Perhaps the voyage alone in a yawl will not be so often repeated by other people as that in a canoe, but this last manner of touring became popular at once.

One of the members of the Royal Canoe Club (The late Hon. J. Gordon), a distinguished University oar and Wimbledon Prizeman, sailed [240] at night across the Channel from Dover to Boulogne, paddled through France and sailed to Marseilles, and thence from Nice to Genoa, through the Italian lakes, the Swiss lakes, and by the Reuss to the Rhine home again. A second coasted along England, and paddled across the Channel from the French side in a ‘Rob Roy’ made with his own hands. A third crossed from Scotland to Ireland in his ‘Rob Roy.’ A critic complacently denied, a few months before these voyages, that a canoe could cross a bay eight miles wide. The canoes of our Members have paddled over thousands of miles in Europe, Asia, Africa, and America, including China and Japan, besides cruises in Australia, New Zealand, and many groups of islands far away.

CHAPTER XVIII.

Bedtime—A trance—Thunderings—Chart—Light dims—Night flies—First running—Newhaven—On the gridiron—Mr. Smith—Tumbledown walls—Derelict.

“Where is the yawl now?” was the question we had asked in the fog, and the natural answer was—that the chart would tell, of course. So let us look at the small slice of chart copied on page 245, which is crammed, you see, with figures of soundings, and names of banks, buoys, and beacons; but the only thing to be seen on the actual horizon around us, is the Owers light behind, and about N.W. in its bearing. The tide will soon turn against our progress towards the east, therefore we tack towards shore, so as to be within anchorage soundings should it become needful to stop, for the wind has just changed rather suspiciously, and we can even hear the sound of the drums at Portsmouth as they beat the taptoo. A few bright meteors shoot athwart the heavens above, reminding us that this is one of their usual epochs—the 14th of August.

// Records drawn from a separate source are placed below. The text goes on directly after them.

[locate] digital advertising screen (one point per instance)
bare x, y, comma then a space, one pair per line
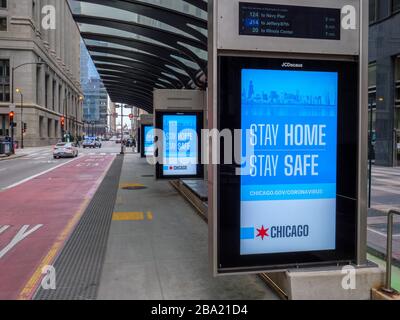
288, 195
148, 134
292, 200
180, 145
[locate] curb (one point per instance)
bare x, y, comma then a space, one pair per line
12, 157
382, 256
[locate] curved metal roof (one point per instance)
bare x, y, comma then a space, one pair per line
138, 46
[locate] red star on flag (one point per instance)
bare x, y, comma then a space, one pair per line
262, 233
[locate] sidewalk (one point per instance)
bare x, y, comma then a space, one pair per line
35, 230
158, 247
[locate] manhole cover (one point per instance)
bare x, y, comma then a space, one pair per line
134, 188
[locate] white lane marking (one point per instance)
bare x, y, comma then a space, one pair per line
38, 175
3, 228
21, 235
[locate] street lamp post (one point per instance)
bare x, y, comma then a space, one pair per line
122, 130
22, 117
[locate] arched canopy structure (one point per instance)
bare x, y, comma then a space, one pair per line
141, 45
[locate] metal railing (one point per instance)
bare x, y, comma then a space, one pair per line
388, 288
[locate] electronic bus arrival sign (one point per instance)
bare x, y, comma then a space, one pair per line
290, 80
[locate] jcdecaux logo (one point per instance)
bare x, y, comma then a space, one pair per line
275, 232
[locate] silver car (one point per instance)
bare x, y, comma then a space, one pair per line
65, 150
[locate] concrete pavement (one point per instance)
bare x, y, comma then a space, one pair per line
158, 247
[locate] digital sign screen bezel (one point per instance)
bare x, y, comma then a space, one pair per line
229, 184
200, 125
143, 139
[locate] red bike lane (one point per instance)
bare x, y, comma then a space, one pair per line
38, 216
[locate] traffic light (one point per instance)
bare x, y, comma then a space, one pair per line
11, 117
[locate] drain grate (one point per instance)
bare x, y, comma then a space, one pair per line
80, 263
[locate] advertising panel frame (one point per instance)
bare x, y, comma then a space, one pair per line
353, 46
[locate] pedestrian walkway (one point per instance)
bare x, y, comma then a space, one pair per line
37, 217
158, 246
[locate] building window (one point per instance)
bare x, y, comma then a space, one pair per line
3, 23
397, 81
395, 5
373, 10
372, 101
4, 80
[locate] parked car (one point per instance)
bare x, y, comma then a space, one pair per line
98, 144
89, 144
65, 150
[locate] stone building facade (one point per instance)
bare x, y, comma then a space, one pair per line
50, 89
384, 80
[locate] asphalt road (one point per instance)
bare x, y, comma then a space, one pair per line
17, 170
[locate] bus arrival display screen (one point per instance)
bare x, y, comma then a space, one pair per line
288, 197
293, 199
180, 145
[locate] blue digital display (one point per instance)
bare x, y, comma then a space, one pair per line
148, 141
180, 145
288, 188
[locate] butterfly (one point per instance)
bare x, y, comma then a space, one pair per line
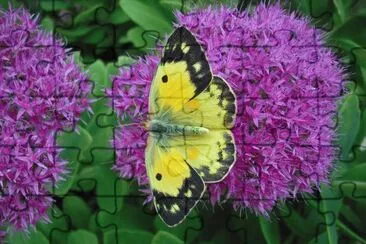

Now we are in ten fathoms by the lead, and we must anchor here, for the tide has fully turned and the wind has lulled, and perhaps it will do to sleep for six hours now before going on again.

The beautiful phosphorescence of the sea on this occasion was an attractive sight, and I could follow the line of my hemp cable by the gleam of silver light which enfolded it with a gradually softened radiance from the surface of the sea, down—down to an unseen depth, where, in sooth, it was dark enough. [242]

The gentle motion of riding with a chain-cable is quite in contrast to that when anchored by a rope; for this latter will jerk and pull, while the heavier chain, laid in a drooping curve, acts as a constant spring that eases and cushions every rude blow.

I intended to start again with any freshening breeze, and to get into Littlehampton for the night; therefore the small anchor and the hemp cable were used so as to be more ready for instant departure, and well it was thus.